Water systems in Colorado are facing increased funding needs as infrastructure ages and new water quality legislation tightens restrictions. "The need is out there," Kevin Bommer of the Colorado Municipal League told state lawmakers last week. "Many communities are running out of money and don't have the means to get back into compliance." Bommer made his comments to the Water Resources Review Committee of the state Legislature as it considered a wide range of water issues.

There are about $2.3 billion in water projects on the drawing board across the state right now. While some communities are prepared to fund the needed projects, many smaller communities find themselves in a bind...

Water projects get state funding from four agencies: the Department of Health and Public Environment, Department of Local Affairs, Water Conservation Board and Water Resources, and Power Development Authority. Each reviewed its current programs for the committee.
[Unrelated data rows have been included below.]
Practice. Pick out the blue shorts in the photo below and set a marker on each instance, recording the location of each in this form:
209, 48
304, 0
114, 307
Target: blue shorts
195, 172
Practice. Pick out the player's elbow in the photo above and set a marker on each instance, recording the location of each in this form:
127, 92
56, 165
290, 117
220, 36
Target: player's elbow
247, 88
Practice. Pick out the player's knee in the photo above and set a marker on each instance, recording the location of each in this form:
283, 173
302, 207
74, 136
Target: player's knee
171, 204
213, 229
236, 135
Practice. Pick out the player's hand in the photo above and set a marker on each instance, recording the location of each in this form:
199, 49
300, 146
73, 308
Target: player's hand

The department of health provides loans through a revolving fund for improvements to drinking water and wastewater disposal. Steve Gunderson, director of the water quality control division of the health department, said $398 million is needed for drinking water systems and $375 million for wastewater systems in the state. During the past year, 48 systems faced acute needs - having to boil water or deal with water line breaks that crippled their systems - totaling $19 million. In the coming year, 40 systems are expected to be out of compliance with federal drinking water standards. Challenges will be faced in meeting ammonia standards for wastewater plants, removal of radionuclides and replacing aging infrastructure, Gunderson said...
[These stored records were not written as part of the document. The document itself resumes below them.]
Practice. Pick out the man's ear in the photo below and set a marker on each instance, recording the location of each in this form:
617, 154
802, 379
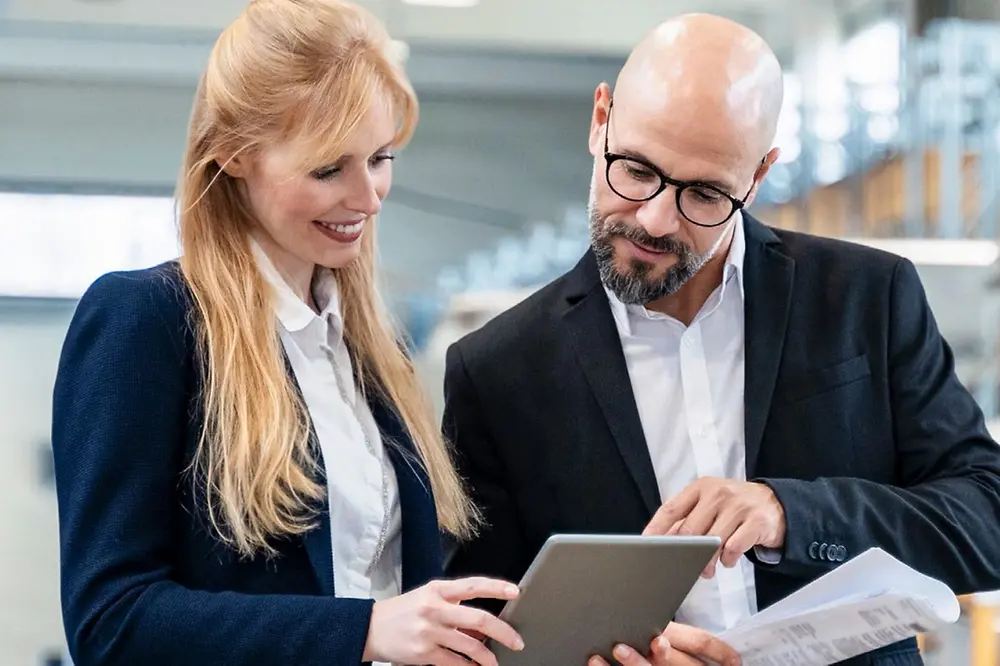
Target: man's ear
762, 170
599, 119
Barry Cress of the Department of Local Affairs explained the department issues funds for water projects on the basis of needs and recommendations from the state health department through Energy Impact Assistance and Community Development Block Grants. A map of the state shows the poorest regions are the Lower Arkansas and Rio Grande valleys. In 2006, 33 DOLA sewer grants totaled $10.2 million, with eight grants totaling $1.87 million awarded to Southern Colorado communities. Another 41 grants totaling $12.8 million went for water grants, with 17 loans for $2.5 million going for Southern Colorado projects. The CWCB's revolving fund program is expected to have about $80 million available for loans in 2007, with about $300 million in backlogged requests, said finance chief Mike Serlet. This year's water bill provided loans of $75.7 million toward Aurora's Prairie Waters Project, $60.6 million toward the Arkansas Valley Conduit and $8.8 million for a Penrose pipeline and reservoir project. Another $5 million went toward grants for various water projects across the state. The CWCB also administers mineral severance tax grants through the Interbasin Compact Committee for water activities approved by nine basin roundtables. About $42 million in water projects is expected to be funded through the Water Reserve Account.

The Water Resources and Power Development Authority provides funds to develop water supply systems and currently is administering 297 loans for $1.5 billion, said executive director Dan Law. Funds are available through revolving funds and annual federal appropriations. Through 2007, the state has received $212 million through the Water Pollution Control Revolving Fund and $140 million through the Drinking Water Revolving Fund. The state has provided $42 million and $28 million respectively in matching funds for the two funds. Loans are for drinking water, water pollution control, small water resources and water revenue bonds.